[lldb-dap] Race condition in the event handler thread · Issue #131242 · llvm/llvm-project (original) (raw)

I discovered that TestDAP_breakpointEvents.py (macOS only) was failing nondeterministically. I tracked the problem down to the event handler thread (EventThreadFunction) where the check that a breakpoint has the DAP label would sometimes return false, even though the breakpoint in question was set through DAP.

I confirmed it's a race condition with the following assert:

bool is_dap = bp.MatchesName(BreakpointBase::GetBreakpointLabel());
assert(is_dap == bp.MatchesName(BreakpointBase::GetBreakpointLabel()));

The problem is that the operation of creating a breakpoint and adding the label are not atomic. Both SB API operations are protected by the target API lock. Here's what's going on:

  1. The main thread receives a request to create a breakpoint with setBreakpoints. This calls SBTarget::BreakpointCreateByLocation which acquires the target API lock, creates the breakpoint and releases it.
  2. The event thread receives an eBreakpointEventTypeLocationsResolved event and prepares to send a breakpoint event, which involves checking if the breakpoint has the DAP label. This calls SBBreakpoint::MatchesName which acquires the target API lock, doesn't find the label, and releases it.
  3. Meanwhile on the main thread, we're trying to add the label in dap::Breakpoint::SetBreakpoint. This calls SBBreakpoint::AddName which waits on the API lock that's currently held by the event thread checking if the label is set.

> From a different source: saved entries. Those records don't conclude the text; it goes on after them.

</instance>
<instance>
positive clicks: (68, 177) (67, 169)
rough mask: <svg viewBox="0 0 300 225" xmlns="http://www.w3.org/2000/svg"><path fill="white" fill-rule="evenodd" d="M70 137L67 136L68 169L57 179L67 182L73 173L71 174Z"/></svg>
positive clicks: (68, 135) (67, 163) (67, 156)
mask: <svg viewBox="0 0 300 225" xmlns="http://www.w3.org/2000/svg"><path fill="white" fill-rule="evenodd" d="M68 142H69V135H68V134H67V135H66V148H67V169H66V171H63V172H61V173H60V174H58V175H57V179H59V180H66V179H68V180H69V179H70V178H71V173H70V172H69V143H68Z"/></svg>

In other words, creating the breakpoint and adding the label are not atomic operations. Individually they're protected by the target API mutex, but that doesn't help us since they're separate calls.

I see two ways to solve this problem:

  1. Add a mutex to the DAP instance to synchronize between the main thread and the events thread.
  2. Expose the target API mutex as part of the SB API. It's a recursive mutex so there's no risk to locking it before calling SB APIs that are protected by it. I would want this to be an RAII object so I would not expose it through SWIG.

I'm leaning towards the second options because I think the use care here matches the idea behind the API lock.